Large corporations have the scale, reach and industry expertise that can be an important asset to startups. Access to valuable assets, such as intellectual property or state-of-the-art technology, can be hugely beneficial for the growth of a smaller company. On the flip side, startups are known for their speed, which means they can help large organisations experiment more rapidly with innovative ideas and work quickly to build unique solutions to customer problems.
Partnering has the real potential to drive intrapreneurship, but in order to successfully build corporate innovation, the professional environment and company structure must be right. Finding a right-fit culture, setting clear objectives, and allowing opportunities for hands-on experience are all key ingredients for achieving the best results in a partnership.
When a team member from the larger organisation works within a startup for a period of time it’s much easier to combine company cultures as well as share practical experience and insights. Forming blended teams with a fresh perspective is an effective way to boost motivation, collaboration, productivity, and an intrapreneurial culture.

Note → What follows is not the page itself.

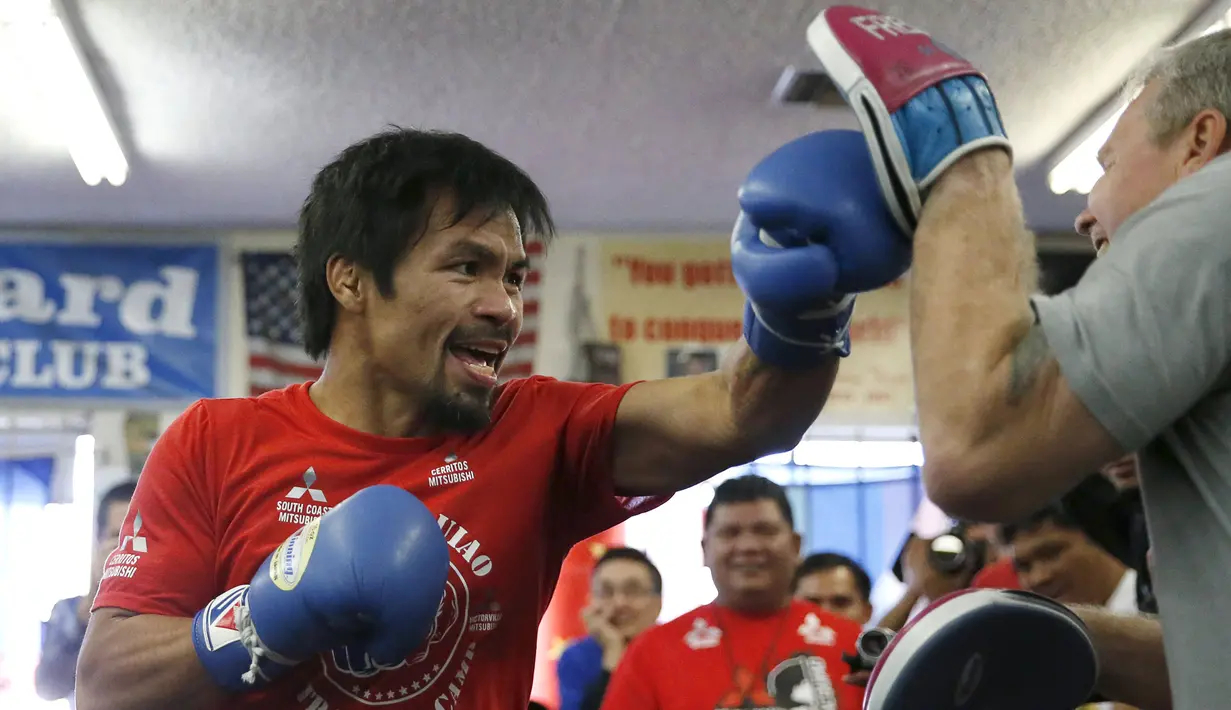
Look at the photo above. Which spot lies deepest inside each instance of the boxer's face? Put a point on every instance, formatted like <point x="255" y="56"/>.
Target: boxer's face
<point x="1060" y="564"/>
<point x="456" y="310"/>
<point x="751" y="551"/>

How Do You Choose the Right Corporate Innovation Strategy?
Now that you’re familiar with the different types of corporate innovation strategies, you need to pick the right one that aligns with your organisation and overarching objectives.
Whether you’re looking to build new innovation projects from the ground-up, identify the right buy opportunities for a speedy go-to-market strategy, or to collaborate through partnering with small, high-growth startups, every business has a unique set of needs when it comes to finding the optimal approach to corporate innovation.
At Studio Zao, we specialise in assisting organisations through the build phase by empowering intrapreneurs to effectively execute innovation and transformation. Nevertheless, we believe activating intrapreneurial talent and initiating transformational cultural change is key across all three systems and can have a meaningful impact on your organisations’ growth.